В самом деле, что он знал, этот темный мужик, который даже не ходил на собрания, редко когда брал в руки газету, никогда не разговаривал с начальством! Только вот берется путано судить обо всем, руководствуясь своим скудным мужицким умишком.
– Что-то все у нас не так, как у людей, – тем временем размышлял Петрок, глядя на вздрагивающий огонек коптилки. – Вон на станции говорил с одним мужиком откуда-то из-под Улы. У них ничего. Тихо. Никого не раскулачили.
– Подожди, доберутся. В глуши, может, живут. За болотом где.
– Может, и за болотом. А у нас?..
– А у нас вот у района под носом. Да и из округа не минуют, при дороге ведь. Оно и хорошо, что при дороге, в том тоже выгода, – сказала Степанида и вспомнила: – Керосину купил?
– Дали. Одну литру. На пай. Много ее хватит, этой литры?
– Ну, сколько хватит. А там подвезут. Дорога же установилась. А про сапоги спрашивал?

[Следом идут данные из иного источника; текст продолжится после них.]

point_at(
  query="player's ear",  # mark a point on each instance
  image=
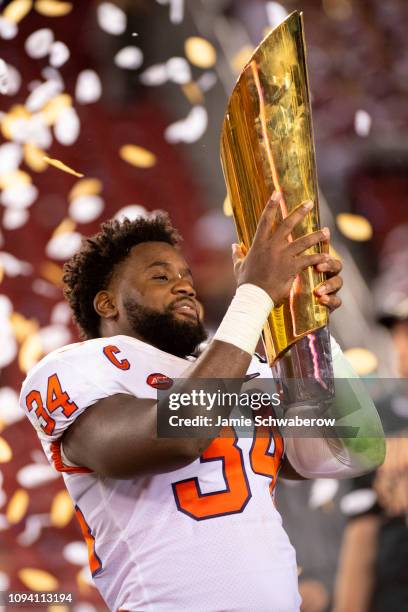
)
(105, 304)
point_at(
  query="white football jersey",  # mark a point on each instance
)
(206, 537)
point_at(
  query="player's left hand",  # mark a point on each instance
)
(326, 292)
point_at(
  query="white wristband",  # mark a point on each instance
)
(243, 322)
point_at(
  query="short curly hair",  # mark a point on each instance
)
(91, 269)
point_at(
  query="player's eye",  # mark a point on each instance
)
(162, 277)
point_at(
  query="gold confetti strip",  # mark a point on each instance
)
(38, 580)
(22, 327)
(54, 107)
(51, 8)
(137, 156)
(17, 506)
(240, 59)
(227, 208)
(66, 226)
(85, 187)
(61, 166)
(354, 227)
(52, 272)
(30, 352)
(16, 113)
(34, 158)
(5, 451)
(62, 509)
(362, 360)
(17, 177)
(200, 52)
(17, 10)
(193, 93)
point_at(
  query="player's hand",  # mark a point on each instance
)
(326, 292)
(273, 262)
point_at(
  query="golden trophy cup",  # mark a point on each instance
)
(266, 146)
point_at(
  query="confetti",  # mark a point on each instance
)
(129, 57)
(362, 360)
(88, 87)
(61, 166)
(59, 54)
(5, 450)
(111, 18)
(88, 186)
(63, 246)
(17, 506)
(354, 227)
(67, 126)
(51, 8)
(62, 509)
(37, 580)
(137, 156)
(200, 52)
(17, 10)
(189, 129)
(86, 208)
(39, 43)
(8, 29)
(131, 212)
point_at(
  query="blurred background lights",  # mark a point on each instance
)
(354, 227)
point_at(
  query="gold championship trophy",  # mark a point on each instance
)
(266, 146)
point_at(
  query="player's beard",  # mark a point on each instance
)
(163, 330)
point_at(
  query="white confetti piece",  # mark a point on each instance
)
(111, 18)
(61, 314)
(322, 491)
(189, 129)
(362, 123)
(275, 13)
(4, 78)
(178, 70)
(35, 474)
(13, 80)
(10, 411)
(63, 246)
(13, 218)
(76, 553)
(38, 44)
(59, 54)
(20, 195)
(11, 155)
(129, 57)
(67, 126)
(88, 87)
(154, 75)
(42, 94)
(8, 29)
(86, 208)
(54, 336)
(131, 212)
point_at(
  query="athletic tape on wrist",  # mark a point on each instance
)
(243, 322)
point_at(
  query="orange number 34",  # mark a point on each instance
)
(56, 398)
(236, 494)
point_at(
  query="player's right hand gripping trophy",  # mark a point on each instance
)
(267, 146)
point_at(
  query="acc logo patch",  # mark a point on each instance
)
(159, 381)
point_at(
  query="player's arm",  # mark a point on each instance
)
(117, 436)
(355, 577)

– Сапоги? – как-то испуганно глянул на нее Петрок, будто только сейчас вспомнив про сапоги. – Сапог нет, – сказал он и встал из-за стола, малорослый, худой, со впалой грудью старик. Да, старик, потому как совсем состарился в свои пятьдесят лет. Петрок отодвинул подстилку в запечье и что-то взял с кровати, на которой они спали. – Вот вместо сапог.
– Что это?
Она недоуменно взяла из его рук какой-то аккуратненький черный футлярчик, будто легонькую детскую игрушку, и не сразу сообразила, что это и зачем понадобилось ему.
– Скрипка! – сказал Петрок.
– Сдурел ты!
– Можа, и сдурел.
– Это же дорого, верно? – испугалась Степанида. – Вот, ходить не в чем. У Федьки башмаки развалились, а он скрипку? Она же больших денег стоит. Поди, всю десятку отдал?
Петрок неловко потоптался возле нее, взял футляр и, бережно касаясь его заскорузлыми пальцами, раздвинул защелки. Трепетно, будто ребенка, вынул оттуда красную блестящую скрипочку с черной декой и красиво изогнутыми вырезами по бокам.